Read position two without inflating. The card of what you are carrying forward is not the card of "your strength" in a generic sense. It is specifically the thing winter made or revealed. If you draw the Page of Pentacles, ask what concrete, small practice you actually started in the cold months that earned its place. If you draw the Knight of Cups, ask what specific emotional movement you genuinely sustained. Cards in position two should pass an honesty test. If the card sounds aspirational rather than descriptive, sit with it longer until you can find the specific thing.
Read position three without rushing. The card of what is beginning to push through is not a forecast. It is a description. Whatever is in position three is already in motion, even if you can't see it yet. Your job is not to plant it. Your job is to recognise it, so you don't accidentally trample it with a plan that comes from somewhere else.
Why the curandera tradition holds back the planting
I'll close on this, because it is the piece of the lineage I most want to pass on. The grandmothers were patient with the equinox. They did not rush. They knew, from generations of watching, that planting on the equinox was a way to lose the seedlings to a frost that hadn't quite finished. The actual planting in their region was usually three to five weeks later, depending on the year, and the equinox was the day you walked the soil, turned what needed turning, and waited.

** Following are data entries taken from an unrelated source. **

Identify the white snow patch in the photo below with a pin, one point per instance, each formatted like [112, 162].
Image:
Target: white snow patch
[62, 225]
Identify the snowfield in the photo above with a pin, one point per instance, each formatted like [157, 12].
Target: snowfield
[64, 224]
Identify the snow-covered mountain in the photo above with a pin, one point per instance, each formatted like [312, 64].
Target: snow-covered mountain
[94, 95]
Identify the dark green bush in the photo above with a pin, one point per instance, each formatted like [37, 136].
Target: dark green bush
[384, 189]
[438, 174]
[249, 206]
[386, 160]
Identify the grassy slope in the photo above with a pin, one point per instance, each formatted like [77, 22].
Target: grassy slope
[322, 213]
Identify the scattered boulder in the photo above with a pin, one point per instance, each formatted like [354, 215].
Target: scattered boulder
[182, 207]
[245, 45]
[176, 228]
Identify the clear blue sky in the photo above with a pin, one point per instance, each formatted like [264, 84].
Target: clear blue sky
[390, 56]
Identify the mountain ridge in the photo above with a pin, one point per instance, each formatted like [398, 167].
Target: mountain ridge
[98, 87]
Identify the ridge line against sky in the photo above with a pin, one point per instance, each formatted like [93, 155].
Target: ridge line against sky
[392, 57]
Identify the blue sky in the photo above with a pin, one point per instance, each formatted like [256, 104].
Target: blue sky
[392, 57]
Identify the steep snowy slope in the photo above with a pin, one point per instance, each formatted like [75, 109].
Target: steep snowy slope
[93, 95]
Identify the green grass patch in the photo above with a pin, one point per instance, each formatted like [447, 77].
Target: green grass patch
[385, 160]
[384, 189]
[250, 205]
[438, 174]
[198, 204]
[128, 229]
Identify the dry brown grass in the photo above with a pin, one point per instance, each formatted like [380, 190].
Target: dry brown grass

In a reading practice, this translates directly. The equinox spread is for the threshold work. The new commitments, the actual launches, the announcements, the formal beginnings, those come a few weeks later, in clean air. The equinox is for honesty. The clean beginning is for May.
If you do this spread tomorrow, or this weekend, or whenever your spring genuinely arrives where you live, you don't need to act on it immediately. You can lay the three cards, write the three sentences, and close the deck. The work, for the next three weeks, is just to stand on the lintel and let what the cards described be true.
Then you plant. The grandmothers were right. The earth will tell you when.